Между тем, интеллигенция, которая страстно
любила западную культуру, исчезает. 50 тысяч уже уехало на Запад, хотя именно
эти люди могли бы стать основой и движущей силой нашего союза с Западом. Ведь
если в России не будет людей, понимающих Запад, то с кем он будет говорить?
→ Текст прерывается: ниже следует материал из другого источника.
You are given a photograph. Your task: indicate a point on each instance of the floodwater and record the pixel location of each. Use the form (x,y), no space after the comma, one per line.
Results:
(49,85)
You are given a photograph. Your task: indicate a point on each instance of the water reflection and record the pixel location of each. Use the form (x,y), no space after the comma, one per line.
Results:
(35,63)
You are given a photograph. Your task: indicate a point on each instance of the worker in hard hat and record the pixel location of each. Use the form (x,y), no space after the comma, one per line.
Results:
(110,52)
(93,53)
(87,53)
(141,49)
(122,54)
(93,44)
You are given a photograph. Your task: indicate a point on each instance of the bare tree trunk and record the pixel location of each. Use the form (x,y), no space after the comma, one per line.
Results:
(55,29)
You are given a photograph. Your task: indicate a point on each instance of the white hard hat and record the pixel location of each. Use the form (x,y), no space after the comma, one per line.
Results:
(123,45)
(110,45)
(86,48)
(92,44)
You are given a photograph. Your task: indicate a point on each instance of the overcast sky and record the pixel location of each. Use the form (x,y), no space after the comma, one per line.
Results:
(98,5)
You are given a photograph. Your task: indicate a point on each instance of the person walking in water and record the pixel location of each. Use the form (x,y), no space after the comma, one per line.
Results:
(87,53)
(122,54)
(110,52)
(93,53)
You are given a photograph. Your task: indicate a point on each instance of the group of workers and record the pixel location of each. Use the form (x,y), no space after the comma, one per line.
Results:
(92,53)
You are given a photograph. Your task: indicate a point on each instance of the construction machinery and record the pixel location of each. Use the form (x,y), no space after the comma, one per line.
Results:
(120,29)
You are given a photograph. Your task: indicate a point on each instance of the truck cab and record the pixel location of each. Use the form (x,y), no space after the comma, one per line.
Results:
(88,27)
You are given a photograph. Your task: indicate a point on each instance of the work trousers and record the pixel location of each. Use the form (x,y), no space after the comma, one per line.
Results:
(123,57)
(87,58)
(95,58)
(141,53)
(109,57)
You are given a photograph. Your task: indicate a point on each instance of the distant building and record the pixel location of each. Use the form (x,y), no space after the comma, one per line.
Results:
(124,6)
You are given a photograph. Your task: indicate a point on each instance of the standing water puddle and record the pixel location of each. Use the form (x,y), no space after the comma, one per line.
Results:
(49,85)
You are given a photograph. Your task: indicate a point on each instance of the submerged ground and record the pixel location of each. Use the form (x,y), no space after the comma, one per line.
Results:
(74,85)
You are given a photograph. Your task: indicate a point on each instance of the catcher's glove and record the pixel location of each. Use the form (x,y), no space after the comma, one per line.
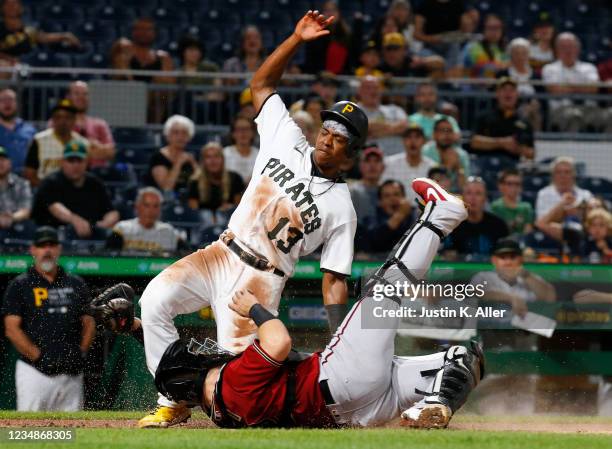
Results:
(114,308)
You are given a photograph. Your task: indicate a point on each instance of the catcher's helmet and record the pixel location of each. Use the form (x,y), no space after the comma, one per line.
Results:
(351,116)
(182,369)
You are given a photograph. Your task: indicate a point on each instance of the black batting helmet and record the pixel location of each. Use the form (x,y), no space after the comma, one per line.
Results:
(182,370)
(351,116)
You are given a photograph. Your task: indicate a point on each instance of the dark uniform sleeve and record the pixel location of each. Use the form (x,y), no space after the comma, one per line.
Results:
(12,303)
(32,160)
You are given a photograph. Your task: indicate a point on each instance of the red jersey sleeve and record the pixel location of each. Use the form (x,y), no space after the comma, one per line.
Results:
(254,386)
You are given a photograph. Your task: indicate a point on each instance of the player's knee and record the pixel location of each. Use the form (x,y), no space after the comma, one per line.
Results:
(154,303)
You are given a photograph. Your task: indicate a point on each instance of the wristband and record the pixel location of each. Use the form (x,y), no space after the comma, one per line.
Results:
(260,315)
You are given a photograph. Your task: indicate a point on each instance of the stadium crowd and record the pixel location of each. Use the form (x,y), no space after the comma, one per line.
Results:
(74,176)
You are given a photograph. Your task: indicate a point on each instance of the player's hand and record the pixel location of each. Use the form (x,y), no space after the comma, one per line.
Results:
(242,301)
(313,26)
(114,308)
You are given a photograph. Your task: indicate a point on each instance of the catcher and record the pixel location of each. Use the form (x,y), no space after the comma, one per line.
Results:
(295,203)
(356,380)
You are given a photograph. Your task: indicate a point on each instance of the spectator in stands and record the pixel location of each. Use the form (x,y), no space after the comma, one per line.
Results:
(477,235)
(440,175)
(523,74)
(323,90)
(241,155)
(597,247)
(144,56)
(568,75)
(387,24)
(364,192)
(73,197)
(94,129)
(519,69)
(392,219)
(246,104)
(511,283)
(584,232)
(214,187)
(369,60)
(146,233)
(46,318)
(411,164)
(307,125)
(120,55)
(485,58)
(562,186)
(18,39)
(15,194)
(517,214)
(442,150)
(398,62)
(401,12)
(541,51)
(15,133)
(387,122)
(442,26)
(250,56)
(331,53)
(46,150)
(326,86)
(426,98)
(503,133)
(171,167)
(191,54)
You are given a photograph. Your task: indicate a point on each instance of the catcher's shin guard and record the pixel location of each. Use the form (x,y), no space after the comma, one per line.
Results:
(462,370)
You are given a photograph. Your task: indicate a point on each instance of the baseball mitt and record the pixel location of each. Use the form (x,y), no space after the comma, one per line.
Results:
(114,308)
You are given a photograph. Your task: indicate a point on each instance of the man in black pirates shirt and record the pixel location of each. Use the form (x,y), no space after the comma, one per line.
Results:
(46,318)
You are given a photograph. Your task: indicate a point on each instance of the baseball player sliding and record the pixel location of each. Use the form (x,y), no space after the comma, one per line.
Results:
(296,201)
(357,380)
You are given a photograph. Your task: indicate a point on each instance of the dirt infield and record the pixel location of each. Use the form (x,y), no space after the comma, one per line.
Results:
(567,425)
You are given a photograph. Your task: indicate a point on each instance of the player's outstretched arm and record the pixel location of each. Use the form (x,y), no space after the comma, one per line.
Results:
(310,27)
(273,335)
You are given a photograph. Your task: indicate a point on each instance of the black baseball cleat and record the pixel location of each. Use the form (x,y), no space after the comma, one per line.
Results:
(462,370)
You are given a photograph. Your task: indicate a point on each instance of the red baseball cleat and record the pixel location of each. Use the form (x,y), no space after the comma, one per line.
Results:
(429,190)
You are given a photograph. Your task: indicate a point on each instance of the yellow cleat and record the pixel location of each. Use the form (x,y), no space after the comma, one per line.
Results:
(165,417)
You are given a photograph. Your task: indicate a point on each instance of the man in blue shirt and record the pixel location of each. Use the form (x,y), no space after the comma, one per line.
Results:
(15,134)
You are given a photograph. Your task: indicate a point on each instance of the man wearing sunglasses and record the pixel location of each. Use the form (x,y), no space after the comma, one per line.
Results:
(46,317)
(75,198)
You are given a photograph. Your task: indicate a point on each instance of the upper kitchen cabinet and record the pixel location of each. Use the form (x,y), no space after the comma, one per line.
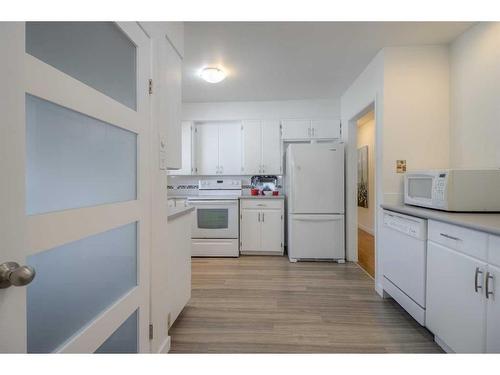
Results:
(166,87)
(218,148)
(261,147)
(187,167)
(311,129)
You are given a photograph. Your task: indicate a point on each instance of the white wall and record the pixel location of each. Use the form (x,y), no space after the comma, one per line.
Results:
(261,110)
(366,137)
(416,125)
(410,88)
(475,98)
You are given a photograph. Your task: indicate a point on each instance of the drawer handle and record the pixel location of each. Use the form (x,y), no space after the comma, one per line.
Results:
(450,237)
(489,277)
(476,277)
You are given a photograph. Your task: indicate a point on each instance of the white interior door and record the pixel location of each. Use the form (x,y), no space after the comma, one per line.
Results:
(317,178)
(207,149)
(230,148)
(252,147)
(271,147)
(75,191)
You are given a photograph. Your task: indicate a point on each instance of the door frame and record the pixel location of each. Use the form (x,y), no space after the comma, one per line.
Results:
(350,137)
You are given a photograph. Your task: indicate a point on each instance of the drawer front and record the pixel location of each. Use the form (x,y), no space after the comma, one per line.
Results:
(262,203)
(494,250)
(467,241)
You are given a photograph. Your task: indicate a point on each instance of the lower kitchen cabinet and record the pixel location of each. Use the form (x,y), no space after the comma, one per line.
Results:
(261,226)
(455,299)
(493,309)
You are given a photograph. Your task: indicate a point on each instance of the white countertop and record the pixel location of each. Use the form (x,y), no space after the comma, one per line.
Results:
(262,197)
(484,222)
(175,212)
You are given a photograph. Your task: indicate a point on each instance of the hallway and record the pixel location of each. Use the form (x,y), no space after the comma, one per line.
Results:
(268,305)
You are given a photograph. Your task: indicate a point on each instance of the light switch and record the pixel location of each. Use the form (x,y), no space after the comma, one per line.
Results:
(163,160)
(163,144)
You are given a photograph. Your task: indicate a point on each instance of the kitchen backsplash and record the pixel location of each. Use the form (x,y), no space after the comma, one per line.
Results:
(188,185)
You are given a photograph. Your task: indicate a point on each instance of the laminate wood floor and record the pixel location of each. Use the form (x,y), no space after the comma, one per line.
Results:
(366,251)
(267,305)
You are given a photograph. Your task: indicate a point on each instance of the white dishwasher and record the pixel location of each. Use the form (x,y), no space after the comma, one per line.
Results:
(404,257)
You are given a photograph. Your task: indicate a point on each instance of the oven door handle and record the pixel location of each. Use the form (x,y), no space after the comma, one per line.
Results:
(214,203)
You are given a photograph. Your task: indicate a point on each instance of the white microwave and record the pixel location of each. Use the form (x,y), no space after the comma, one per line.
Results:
(458,190)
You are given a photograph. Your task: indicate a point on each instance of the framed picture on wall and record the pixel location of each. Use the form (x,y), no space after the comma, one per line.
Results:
(363,177)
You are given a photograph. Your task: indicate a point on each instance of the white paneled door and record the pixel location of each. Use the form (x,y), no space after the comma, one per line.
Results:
(74,146)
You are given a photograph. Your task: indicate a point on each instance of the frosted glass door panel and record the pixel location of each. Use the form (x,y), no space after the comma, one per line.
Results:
(123,340)
(75,282)
(98,54)
(74,160)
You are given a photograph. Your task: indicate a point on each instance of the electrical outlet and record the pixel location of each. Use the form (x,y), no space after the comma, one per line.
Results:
(400,166)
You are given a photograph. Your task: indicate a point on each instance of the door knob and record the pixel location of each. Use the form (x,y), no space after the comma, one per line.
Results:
(11,273)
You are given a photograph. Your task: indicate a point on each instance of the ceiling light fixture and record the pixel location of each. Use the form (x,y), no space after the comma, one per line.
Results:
(213,75)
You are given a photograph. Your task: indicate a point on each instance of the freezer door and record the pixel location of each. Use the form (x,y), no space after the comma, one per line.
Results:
(316,237)
(316,178)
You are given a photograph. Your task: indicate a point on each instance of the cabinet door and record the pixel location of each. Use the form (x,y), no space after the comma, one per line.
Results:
(271,147)
(329,129)
(455,311)
(296,129)
(250,233)
(170,102)
(207,149)
(272,230)
(230,149)
(252,147)
(493,311)
(187,150)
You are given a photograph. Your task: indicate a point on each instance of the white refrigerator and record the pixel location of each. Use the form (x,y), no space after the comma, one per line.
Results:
(314,184)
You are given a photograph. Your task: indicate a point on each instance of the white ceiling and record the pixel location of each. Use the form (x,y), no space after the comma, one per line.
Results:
(293,60)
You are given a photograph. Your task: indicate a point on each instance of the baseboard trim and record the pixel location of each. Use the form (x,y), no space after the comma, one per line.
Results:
(443,345)
(165,347)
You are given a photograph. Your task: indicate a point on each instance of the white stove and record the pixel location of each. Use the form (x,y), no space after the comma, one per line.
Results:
(215,228)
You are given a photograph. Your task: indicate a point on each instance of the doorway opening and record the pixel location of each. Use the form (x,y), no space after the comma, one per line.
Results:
(365,143)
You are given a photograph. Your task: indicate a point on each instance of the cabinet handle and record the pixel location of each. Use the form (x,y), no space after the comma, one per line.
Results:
(476,286)
(489,277)
(450,237)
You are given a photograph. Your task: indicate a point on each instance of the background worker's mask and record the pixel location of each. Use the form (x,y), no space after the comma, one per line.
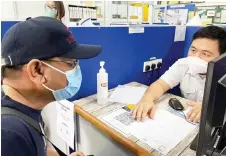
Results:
(197,65)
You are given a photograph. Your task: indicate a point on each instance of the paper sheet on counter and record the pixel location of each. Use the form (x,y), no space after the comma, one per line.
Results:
(127,94)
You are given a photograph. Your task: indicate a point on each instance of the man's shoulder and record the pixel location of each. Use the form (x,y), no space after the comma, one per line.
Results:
(15,143)
(11,124)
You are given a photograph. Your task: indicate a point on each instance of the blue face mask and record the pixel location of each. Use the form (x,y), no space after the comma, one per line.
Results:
(51,12)
(74,78)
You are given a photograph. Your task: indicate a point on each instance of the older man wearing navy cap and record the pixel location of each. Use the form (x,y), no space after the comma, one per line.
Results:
(41,65)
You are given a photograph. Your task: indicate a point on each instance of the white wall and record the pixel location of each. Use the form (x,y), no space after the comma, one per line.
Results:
(8,12)
(30,9)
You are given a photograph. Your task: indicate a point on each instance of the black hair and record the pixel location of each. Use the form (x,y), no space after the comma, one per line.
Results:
(214,33)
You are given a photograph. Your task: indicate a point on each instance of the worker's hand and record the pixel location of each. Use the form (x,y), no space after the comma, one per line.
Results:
(195,113)
(77,154)
(142,109)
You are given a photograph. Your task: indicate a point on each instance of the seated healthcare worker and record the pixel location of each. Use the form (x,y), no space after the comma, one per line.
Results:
(207,44)
(55,9)
(41,66)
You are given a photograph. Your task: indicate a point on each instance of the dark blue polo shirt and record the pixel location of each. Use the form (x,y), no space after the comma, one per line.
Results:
(17,137)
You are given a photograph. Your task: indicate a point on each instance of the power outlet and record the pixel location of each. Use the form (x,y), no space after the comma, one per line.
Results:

С народом? Или, может быть, с властью? Наша политическая элита не любит Запад,
не знает Запад, эти люди вообще не понимают, о чем идет речь. Элита Латинской
Америки учится как-никак в Оксфорде и Гарварде, российская же элита варится
в собственном соку.
Я не очень уверен, что в России
можно реализовать латиноамериканский путь развития. Ведь не зря говорят, что
латиноамериканская культура – это особая цивилизация. Карнавал в Рио-де-Жанейро
слишком отдаленно напоминает русскую масленицу. Для «латиноамериканизации» России
требуется соблюдение, как минимум, одного условия: население должно любить танго
больше, чем патриотическое самовыражение. Политизация же нашего общества такова,
что на Латинскую Америку мы совсем не походим.
ЯСИН Е.Г.:
Я тоже переживаю по поводу гибели
нашей интеллигенции. Это было уникальное явление, выросшее на российской почве.
Но когда в стране начинает функционировать нормальная рыночная экономика, и
государство теряет роль генерального управляющего, спонсора и мецената, растворение
этого слоя становится неизбежным. На смену приходят люди, нисколько не уступающие
интеллигентам, – это интеллектуалы, многие из которых получили западное образование,
инициативные, мобильные. Я неоднократно сталкивался с нашими молодыми бизнесменами,
и у меня сложилось о них очень хорошее впечатление.
Учитывая, что по ходу дискуссии
выступавшие уже затрагивали тематику второго и третьего вопросов, я предлагаю
обсудить эти два вопроса одновременно. Итак, каковы современные вызовы и угрозы
в понимании нашей и мировой политических элит? И каковы основные стратегии Запада
по отношению к России, соответствуют ли они нашим национальным интересам?